6. (Biol.) A spot or small marked space; as, the germinative area .

7. Extent; scope; range; as, a wide area of thought.

The largest area of human history and man's common nature.
F. Harrison.

Dry area . See under Dry .

Aread, Areed transitive verb [ Middle English areden , Anglo-Saxon ārǣdan to interpret. See Read .]
1. To tell, declare, explain, or interpret; to divine; to guess; as, to aread a riddle or a dream. [ Obsolete]

Therefore more plain aread this doubtful case.
Spenser.

2. To read. [ Obsolete] Drayton.

3. To counsel, advise, warn, or direct.

But mark what I aread thee now. Avaunt!
Milton.

4. To decree; to adjudge. [ Archaic] Ld. Lytton.

Areal adjective [ Confer Latin arealis , from area .] Of or pertaining to an area; as, areal interstices (the areas or spaces inclosed by the reticulate vessels of leaves).

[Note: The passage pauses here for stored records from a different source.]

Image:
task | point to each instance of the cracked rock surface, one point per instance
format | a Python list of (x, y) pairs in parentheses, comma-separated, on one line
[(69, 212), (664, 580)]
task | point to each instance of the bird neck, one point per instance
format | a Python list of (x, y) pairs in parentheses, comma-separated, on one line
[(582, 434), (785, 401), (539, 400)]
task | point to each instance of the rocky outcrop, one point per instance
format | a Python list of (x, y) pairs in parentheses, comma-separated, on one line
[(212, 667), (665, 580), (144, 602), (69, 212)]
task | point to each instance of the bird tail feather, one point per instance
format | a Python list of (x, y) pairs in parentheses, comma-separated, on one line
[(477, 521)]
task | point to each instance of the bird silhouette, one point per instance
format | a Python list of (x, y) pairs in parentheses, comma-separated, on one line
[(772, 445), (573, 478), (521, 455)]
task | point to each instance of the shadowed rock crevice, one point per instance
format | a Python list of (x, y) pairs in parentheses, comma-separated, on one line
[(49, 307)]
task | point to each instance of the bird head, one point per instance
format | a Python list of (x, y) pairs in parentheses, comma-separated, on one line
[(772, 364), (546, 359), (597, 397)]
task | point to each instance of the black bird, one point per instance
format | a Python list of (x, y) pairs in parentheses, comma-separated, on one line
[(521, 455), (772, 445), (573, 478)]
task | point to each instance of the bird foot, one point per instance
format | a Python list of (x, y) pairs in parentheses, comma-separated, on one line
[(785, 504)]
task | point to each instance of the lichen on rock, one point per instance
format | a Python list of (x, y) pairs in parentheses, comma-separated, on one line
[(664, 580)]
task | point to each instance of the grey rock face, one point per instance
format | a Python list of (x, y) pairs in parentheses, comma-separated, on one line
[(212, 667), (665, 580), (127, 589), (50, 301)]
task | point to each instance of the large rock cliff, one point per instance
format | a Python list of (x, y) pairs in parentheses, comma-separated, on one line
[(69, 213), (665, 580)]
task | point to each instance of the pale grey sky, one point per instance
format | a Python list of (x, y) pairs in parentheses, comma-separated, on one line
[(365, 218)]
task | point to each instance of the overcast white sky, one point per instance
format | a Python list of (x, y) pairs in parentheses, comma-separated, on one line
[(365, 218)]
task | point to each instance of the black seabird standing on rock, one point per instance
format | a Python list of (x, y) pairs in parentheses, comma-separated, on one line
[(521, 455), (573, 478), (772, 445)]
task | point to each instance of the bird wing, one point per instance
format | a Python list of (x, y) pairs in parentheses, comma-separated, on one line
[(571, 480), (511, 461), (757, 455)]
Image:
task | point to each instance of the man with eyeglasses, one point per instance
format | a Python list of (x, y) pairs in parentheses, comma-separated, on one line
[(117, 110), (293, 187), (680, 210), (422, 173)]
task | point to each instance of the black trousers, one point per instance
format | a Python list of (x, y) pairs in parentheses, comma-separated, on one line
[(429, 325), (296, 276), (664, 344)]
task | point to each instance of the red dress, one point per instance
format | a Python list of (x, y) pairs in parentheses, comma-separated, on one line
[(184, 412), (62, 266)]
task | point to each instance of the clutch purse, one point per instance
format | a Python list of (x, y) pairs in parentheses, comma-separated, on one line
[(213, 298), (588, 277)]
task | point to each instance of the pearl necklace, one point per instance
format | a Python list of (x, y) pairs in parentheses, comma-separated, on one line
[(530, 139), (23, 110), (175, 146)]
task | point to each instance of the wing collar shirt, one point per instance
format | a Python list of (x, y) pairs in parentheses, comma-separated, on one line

Arear transitive verb & i. [ Anglo-Saxon ārǣran . See Rear .] To raise; to set up; to stir up. [ Obsolete]

Arear adverb [ See Arrear , adverb ] Backward; in or to the rear; behindhand. Spenser.

Areca noun [ Canarese adiki : confer Portuguese & Spanish areca .] (Botany) A genus of palms, one species of which produces the areca nut, or betel nut, which is chewed in India with the leaf of the Piper Betle and lime.